Le gouvernement algérien s'est prononcé dans un communiqué quelques heures après l'attentat perpétré mardi contre l'école supérieure de la gendarmerie des Issers (est d'Alger), qui a fait 43 morts et 45 blessés, dont la plupart étaient des jeunes candidats à un concours d'entrée à la gendarmerie.
"Ainsi que l'a déclaré à maintes reprises le président de la République, l'Etat combattra sans relâche et avec une ferme détermination le terrorisme jusqu'à son élimination totale de notre pays", souligne le communiqué, qui condamne "vigoureusement" l'attentat.
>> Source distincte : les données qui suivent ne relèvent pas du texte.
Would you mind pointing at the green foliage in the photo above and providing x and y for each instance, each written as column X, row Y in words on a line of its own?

"En même temps, l'Algérie ne déviera pas de la voie de la réconciliation nationale choisie par la nation et qui a déjà donné d'importants fruits dans la consolidation de la sécurité à travers le territoire national", souligne le communiqué.
"La douleur et l'indignation que partagent tous les citoyens face aux crimes qui les ciblent encore (...) ne doivent pas nous faire oublier les étapes cruciales déjà franchies dans la restauration de la sécurité à travers le pays", ajoute-il, en appelant les Algériens à la "vigilance, qui constitue un appui précieux à la mobilisation des forces de sécurité déterminés à éradiquer le terrorisme".
Pour sa part, le ministre de l'Intérieur Yazid Zerhouni a souligné dans une déclaration à la presse, à la suite d'une visite sur les lieux de l'attentat, que les "terroristes doivent savoir qu'ils n'ont d'autre issue que de se rendre".